Most RPCVs, new Volunteers, and staff know of RPCV Christopher Stevens’ model service as a PCV and then a U.S. Ambassador until he was slain in Libya in 2012.  Many may be curious to see how Hollywood would portray him.  Now we know.  In “13 Hours: the Secret Soldiers of Benghazi” Stevens is, in Hollywood-speak, “a bit player.”

Nonetheless, “This is a true story” declares a typed preface rolling at the film’s start.  The name of Libya’s second biggest city has become an epithet of scorn meant by many to besmirch Hillary Clinton’s record as President’s Obama’s first Secretary of State.  The killing of Stevens and three colleagues had fanned the partisan flames of the 2012 Presidential campaign, and surely those flames will flare up again before this year’s Presidential election is over.  But little in this movie can be easily argued to derail Hillary Clinton’s campaign.

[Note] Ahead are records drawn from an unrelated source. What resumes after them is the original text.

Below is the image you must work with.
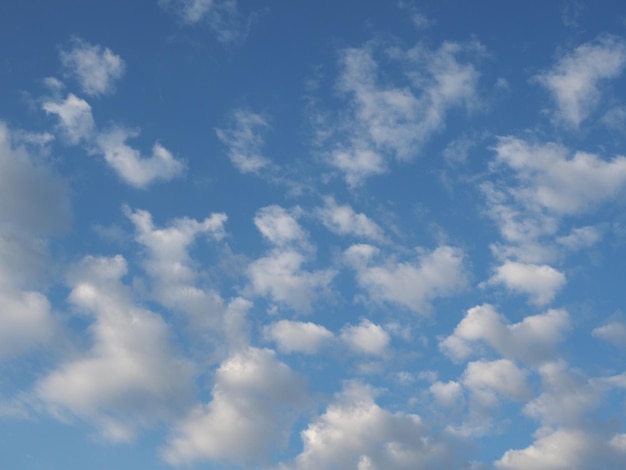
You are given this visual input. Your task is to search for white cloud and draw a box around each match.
[345,244,467,313]
[254,205,306,246]
[263,320,334,354]
[462,359,532,406]
[495,136,626,214]
[248,249,334,313]
[60,38,126,96]
[591,320,626,347]
[428,380,465,406]
[36,255,192,441]
[159,0,246,44]
[163,348,306,465]
[330,42,482,186]
[317,197,385,241]
[488,261,566,305]
[439,304,570,364]
[42,93,95,145]
[495,428,626,470]
[340,319,391,356]
[0,122,71,360]
[535,35,626,127]
[216,109,271,173]
[96,128,185,189]
[279,382,462,470]
[126,210,233,339]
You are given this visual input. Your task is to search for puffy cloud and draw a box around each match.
[330,42,481,186]
[495,136,626,214]
[428,380,464,406]
[341,320,391,356]
[317,197,384,241]
[96,128,185,189]
[263,320,334,354]
[36,255,192,441]
[60,38,126,96]
[216,109,271,173]
[280,382,462,470]
[488,261,566,305]
[345,244,467,313]
[248,249,334,312]
[163,348,306,465]
[254,205,306,246]
[462,359,532,406]
[439,304,570,364]
[535,35,626,127]
[591,320,626,347]
[159,0,245,44]
[43,93,95,144]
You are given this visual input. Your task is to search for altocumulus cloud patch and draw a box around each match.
[0,0,626,470]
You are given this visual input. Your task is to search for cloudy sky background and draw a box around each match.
[0,0,626,470]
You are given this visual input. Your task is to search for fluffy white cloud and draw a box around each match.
[317,197,384,241]
[536,35,626,127]
[330,42,482,186]
[42,93,95,144]
[60,38,126,95]
[248,249,334,312]
[263,320,334,354]
[462,359,532,406]
[495,136,626,214]
[163,348,306,465]
[345,244,467,313]
[340,319,391,356]
[280,382,463,470]
[439,304,570,364]
[488,261,566,305]
[36,255,193,441]
[96,128,185,189]
[216,109,271,173]
[254,205,306,246]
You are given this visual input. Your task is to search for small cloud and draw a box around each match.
[60,38,126,96]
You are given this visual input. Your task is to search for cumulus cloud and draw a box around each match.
[329,42,481,186]
[488,261,566,305]
[263,320,334,354]
[247,249,334,313]
[344,244,467,313]
[96,128,185,189]
[317,197,384,241]
[279,382,462,470]
[340,319,391,356]
[439,304,570,364]
[36,255,193,441]
[60,38,126,96]
[163,348,306,465]
[462,359,532,406]
[42,93,95,145]
[494,136,626,215]
[535,35,626,127]
[254,205,306,246]
[216,109,271,173]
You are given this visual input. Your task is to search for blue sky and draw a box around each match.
[0,0,626,470]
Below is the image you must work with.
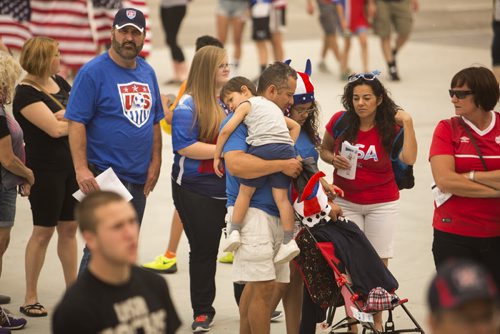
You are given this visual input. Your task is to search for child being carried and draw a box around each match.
[214,77,300,263]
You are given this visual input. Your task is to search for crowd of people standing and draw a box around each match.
[0,0,500,333]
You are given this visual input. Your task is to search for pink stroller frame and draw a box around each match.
[294,217,424,334]
[292,166,424,334]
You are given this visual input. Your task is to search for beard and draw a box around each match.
[111,36,144,60]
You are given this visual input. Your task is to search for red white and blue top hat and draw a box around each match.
[293,172,331,227]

The reason?  “13 Hours . . .” focuses like the laser beam of an automatic assault rifle on the actions of a small band of CIA and contract security personnel assigned to protect the U.S. Consulate in Benghazi and a nearby CIA outpost.  Questions about any specific culpability by Hillary Clinton can’t be definitively answered by the movie which shares more in common with a car-chase, bang-bang, shoot-em-up video game than it does as a documentary.

Tino Calabia

Tino Calabia

As for Stevens, he’s briefly depicted as a likable, youngish preppy-dressed diplomat who eventually becomes victimized by the initial decisions of a stuffy, inept CIA station chief.  Stevens was slain at age 52, and his personal family and his Peace Corps family know and revere him as warmly engaging, fluent in Arabic, and loved by those with whom he lived while a teacher in Morocco before going on to become a model American diplomat in the Middle East.  There’s little hint of all that here.  Seen pumping hands with admiring Tunisians, sitting alone on the side of a swimming pool, and mortally choking in smoke while the consulate in Benghazi is mortar-shelled and set afire, Stevens is on screen for a mere fraction of the almost two-and-a-half hour movie.

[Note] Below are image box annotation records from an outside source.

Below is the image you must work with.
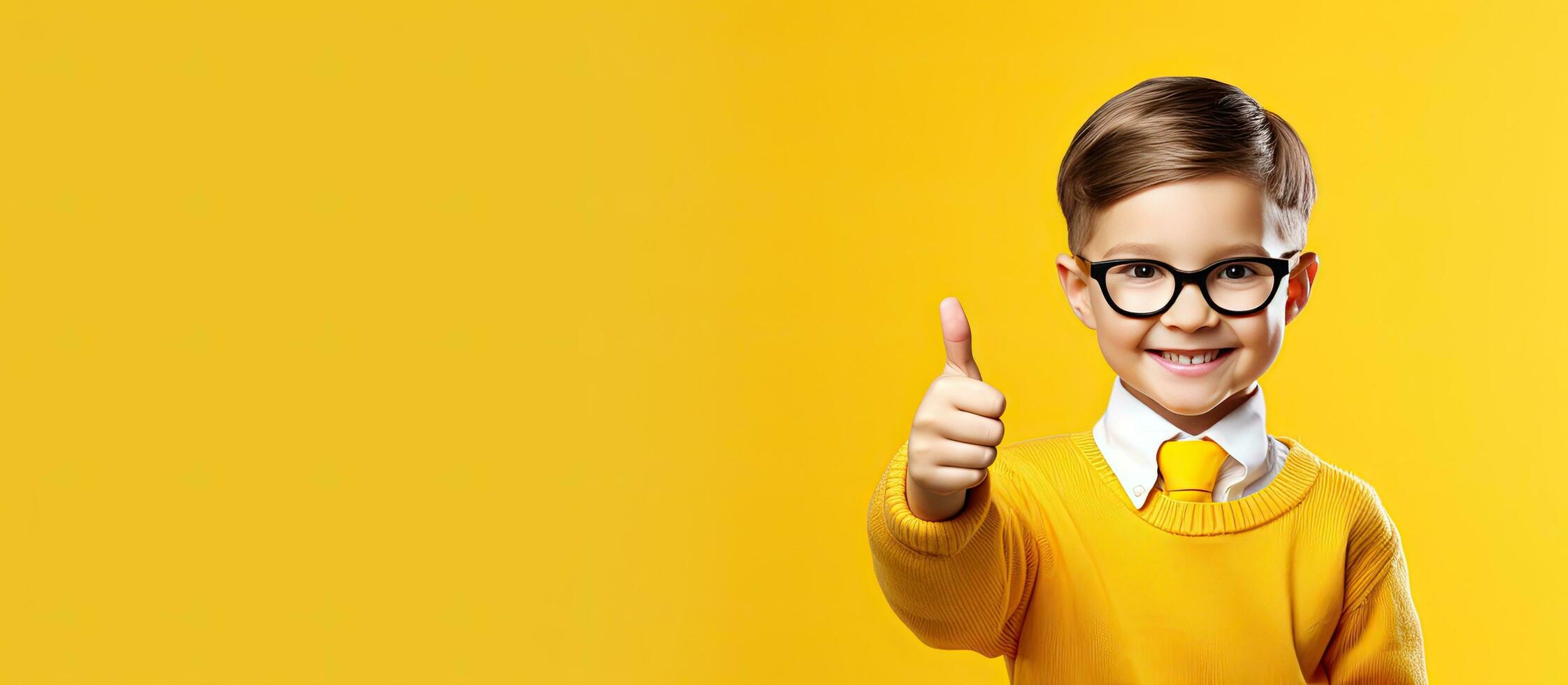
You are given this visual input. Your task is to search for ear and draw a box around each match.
[1057,254,1095,329]
[1284,252,1317,323]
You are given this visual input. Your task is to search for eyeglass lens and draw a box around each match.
[1105,262,1275,314]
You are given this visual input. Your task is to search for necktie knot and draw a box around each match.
[1157,438,1230,502]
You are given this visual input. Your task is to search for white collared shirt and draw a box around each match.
[1095,376,1290,510]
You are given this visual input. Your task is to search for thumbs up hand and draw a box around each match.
[905,298,1007,521]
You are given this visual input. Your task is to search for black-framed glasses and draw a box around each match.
[1072,250,1302,318]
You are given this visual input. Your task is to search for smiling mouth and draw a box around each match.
[1144,348,1235,366]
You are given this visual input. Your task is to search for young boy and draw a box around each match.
[867,77,1427,684]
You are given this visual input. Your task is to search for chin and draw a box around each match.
[1137,370,1231,417]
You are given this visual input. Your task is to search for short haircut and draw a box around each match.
[1057,77,1317,254]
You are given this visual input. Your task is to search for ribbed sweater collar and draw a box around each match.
[1072,431,1321,536]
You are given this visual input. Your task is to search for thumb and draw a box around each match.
[937,298,980,381]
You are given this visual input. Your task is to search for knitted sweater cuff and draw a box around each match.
[883,440,995,556]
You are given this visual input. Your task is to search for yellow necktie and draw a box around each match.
[1157,438,1230,502]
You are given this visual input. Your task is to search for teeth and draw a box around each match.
[1160,349,1220,367]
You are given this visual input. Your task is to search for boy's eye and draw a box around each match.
[1115,264,1165,279]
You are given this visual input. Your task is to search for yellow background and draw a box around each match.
[0,1,1568,685]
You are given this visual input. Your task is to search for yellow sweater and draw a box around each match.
[867,431,1427,685]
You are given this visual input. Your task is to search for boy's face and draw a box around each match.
[1057,174,1317,420]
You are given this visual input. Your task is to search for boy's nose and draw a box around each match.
[1160,284,1220,331]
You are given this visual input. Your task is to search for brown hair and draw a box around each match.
[1057,77,1317,254]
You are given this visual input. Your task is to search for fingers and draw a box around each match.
[936,298,980,381]
[909,464,991,496]
[921,439,998,469]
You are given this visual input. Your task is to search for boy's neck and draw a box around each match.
[1120,381,1258,435]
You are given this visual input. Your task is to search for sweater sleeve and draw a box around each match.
[865,442,1044,657]
[1323,493,1427,684]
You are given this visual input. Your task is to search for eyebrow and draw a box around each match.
[1102,243,1270,259]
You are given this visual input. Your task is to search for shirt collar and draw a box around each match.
[1095,376,1269,510]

Instead, the movie’s storyline lives up to the movie’s title.  It’s mostly about the unflinching bravery of the “secret soldiers” who skillfully outmaneuvered militants chasing them through the city in broad daylight only to become cornered in the CIA outpost.  By nightfall, left to their own devices, they take up arms against waves upon waves of Libyan attackers.  Fans of out-gunned but brave warriors — who on one hand may be homesick fathers but can also turn into invincibly macho gunfighters — such movie-goer fans won’t be disappointed.

Maybe in decades hence, some moviemaker will produce a well-rounded film about a PCV hero that the Peace Corps community can be genuinely proud of.

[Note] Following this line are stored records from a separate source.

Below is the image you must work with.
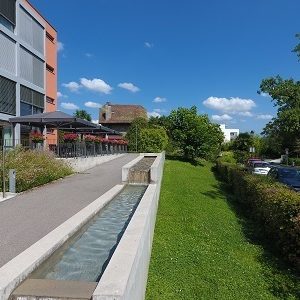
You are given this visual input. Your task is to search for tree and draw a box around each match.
[293,33,300,60]
[169,106,224,159]
[126,118,149,152]
[74,109,92,122]
[259,76,300,149]
[140,126,168,153]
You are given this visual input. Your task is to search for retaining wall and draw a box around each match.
[61,154,125,172]
[93,153,165,300]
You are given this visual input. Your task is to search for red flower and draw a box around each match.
[64,133,78,142]
[30,131,45,143]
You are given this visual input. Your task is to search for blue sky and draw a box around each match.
[31,0,300,133]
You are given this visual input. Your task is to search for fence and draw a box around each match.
[0,139,127,158]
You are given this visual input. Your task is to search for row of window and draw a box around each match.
[0,76,45,116]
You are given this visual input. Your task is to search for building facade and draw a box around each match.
[0,0,57,140]
[220,124,240,143]
[99,102,147,135]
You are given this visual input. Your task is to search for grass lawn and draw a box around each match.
[146,160,300,300]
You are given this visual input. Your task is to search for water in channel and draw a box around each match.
[30,185,147,281]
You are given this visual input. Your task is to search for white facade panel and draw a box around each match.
[0,31,16,75]
[19,7,44,55]
[20,47,44,88]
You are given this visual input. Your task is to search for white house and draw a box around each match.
[220,124,240,143]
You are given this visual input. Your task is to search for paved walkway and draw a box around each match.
[0,154,137,267]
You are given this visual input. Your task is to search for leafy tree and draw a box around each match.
[74,109,92,122]
[293,33,300,60]
[169,106,224,159]
[126,118,149,152]
[259,76,300,150]
[140,126,168,153]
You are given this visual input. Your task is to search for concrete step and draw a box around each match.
[10,279,97,300]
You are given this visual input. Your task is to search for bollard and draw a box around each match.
[9,169,16,193]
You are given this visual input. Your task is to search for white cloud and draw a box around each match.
[144,42,154,48]
[256,114,273,120]
[153,97,167,103]
[118,82,140,93]
[57,92,68,99]
[203,97,256,114]
[211,114,232,122]
[57,42,65,52]
[239,111,253,117]
[147,111,161,118]
[62,81,80,92]
[80,78,113,94]
[60,102,79,110]
[260,92,271,97]
[84,101,102,108]
[153,108,167,113]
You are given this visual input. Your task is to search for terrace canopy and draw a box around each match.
[9,111,118,134]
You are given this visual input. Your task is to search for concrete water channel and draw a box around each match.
[0,154,164,300]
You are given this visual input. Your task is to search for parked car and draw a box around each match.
[250,161,271,175]
[268,166,300,192]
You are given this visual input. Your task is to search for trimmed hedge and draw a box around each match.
[216,161,300,270]
[0,147,73,192]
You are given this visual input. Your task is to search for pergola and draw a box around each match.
[9,111,118,134]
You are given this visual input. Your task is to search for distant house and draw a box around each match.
[99,102,147,135]
[220,124,240,143]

Tino Calabia (Peru, 1963-65) assisted the Peruvian Embassy when Peruvian nationals voted in metro DC during their 2011 elections, served as a neutral observer for national elections in Bangladesh, led seminars for international exchange alumni in Russia, Ukraine, and Azerbaijan, earned Georgetown and Columbia degrees, and was an exchange fellow at Munich’s Ludwigs-Maximillians-Universität.  He claims spending “quality time” elsewhere when his three children variously worked in Basel, Bogota, Buenos Aires, La Paz, Sydney, and Tokyo.  His wife and one son are Life Members of the Council on Foreign Relations.